Ha habido casos en que se nos entrega el cadáver después de muchos días de habérselo llevado, eso en el mejor de los casos, por que muchas veces no sabemos qué es lo que pasa con los cuerpos. Muchos de nosotros hemos tenido que reclamar hasta San José, por que no se atiende a nuestras solicitudes, y si no se reclama el cuerpo entonces nadie sabe que pasa con él y jamás se nos devuelven los cuerpos que para nosotros son sagrados.

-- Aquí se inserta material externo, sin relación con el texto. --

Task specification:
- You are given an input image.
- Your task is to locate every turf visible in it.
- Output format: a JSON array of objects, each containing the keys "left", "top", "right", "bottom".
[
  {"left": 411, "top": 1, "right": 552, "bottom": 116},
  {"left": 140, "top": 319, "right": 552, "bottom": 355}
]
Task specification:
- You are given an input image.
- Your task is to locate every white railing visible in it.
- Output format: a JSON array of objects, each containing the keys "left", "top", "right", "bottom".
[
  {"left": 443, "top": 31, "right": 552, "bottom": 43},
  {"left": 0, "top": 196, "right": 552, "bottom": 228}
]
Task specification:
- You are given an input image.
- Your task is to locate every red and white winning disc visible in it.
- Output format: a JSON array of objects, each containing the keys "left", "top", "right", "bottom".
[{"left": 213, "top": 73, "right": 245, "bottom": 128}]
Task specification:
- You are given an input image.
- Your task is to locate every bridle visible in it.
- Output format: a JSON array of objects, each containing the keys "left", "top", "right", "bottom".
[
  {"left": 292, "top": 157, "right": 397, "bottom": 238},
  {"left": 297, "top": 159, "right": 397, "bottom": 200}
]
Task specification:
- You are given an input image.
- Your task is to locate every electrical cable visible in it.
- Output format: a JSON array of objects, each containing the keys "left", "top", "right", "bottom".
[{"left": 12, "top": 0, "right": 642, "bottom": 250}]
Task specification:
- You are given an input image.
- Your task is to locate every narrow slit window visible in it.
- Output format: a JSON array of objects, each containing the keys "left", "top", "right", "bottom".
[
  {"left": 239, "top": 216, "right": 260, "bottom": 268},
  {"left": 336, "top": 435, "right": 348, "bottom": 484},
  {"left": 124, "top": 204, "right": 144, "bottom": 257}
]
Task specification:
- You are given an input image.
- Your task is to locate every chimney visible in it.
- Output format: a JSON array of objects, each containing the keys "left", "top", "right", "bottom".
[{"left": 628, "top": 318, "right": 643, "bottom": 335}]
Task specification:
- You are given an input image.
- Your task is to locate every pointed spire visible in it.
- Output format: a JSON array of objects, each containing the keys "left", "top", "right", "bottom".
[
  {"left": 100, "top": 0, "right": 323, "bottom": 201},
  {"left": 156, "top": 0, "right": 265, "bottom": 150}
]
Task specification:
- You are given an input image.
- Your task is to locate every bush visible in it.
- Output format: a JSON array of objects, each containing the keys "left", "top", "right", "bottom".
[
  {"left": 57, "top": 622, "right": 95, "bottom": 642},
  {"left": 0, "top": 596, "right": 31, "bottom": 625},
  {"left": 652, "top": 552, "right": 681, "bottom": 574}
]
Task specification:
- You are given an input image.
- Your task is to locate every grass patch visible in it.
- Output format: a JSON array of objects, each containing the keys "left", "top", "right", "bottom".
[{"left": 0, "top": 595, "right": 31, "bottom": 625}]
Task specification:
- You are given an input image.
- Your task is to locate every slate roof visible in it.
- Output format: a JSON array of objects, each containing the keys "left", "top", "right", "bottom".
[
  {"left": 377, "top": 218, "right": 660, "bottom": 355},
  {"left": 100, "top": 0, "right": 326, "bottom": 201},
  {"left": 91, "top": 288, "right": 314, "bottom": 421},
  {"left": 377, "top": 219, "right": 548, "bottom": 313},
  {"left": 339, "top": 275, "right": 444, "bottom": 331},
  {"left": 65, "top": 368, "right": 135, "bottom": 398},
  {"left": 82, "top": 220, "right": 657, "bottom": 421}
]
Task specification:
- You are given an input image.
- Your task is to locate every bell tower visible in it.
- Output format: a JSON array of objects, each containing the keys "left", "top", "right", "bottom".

El cuerpo es sagrado, cuando las personas se mueren nosotros sabemos de que enfermedad se muere; cuando fallece un anciano de setenta años por ejemplo, sabemos que murió de viejo, para nosotros no es necesario sacarlo de su tumba, hacer una investigación para saber que murió de viejo. Cuando las muertes son por violencia, estamos de acuerdo que se lleven los cuerpos para que hagan las investigaciones.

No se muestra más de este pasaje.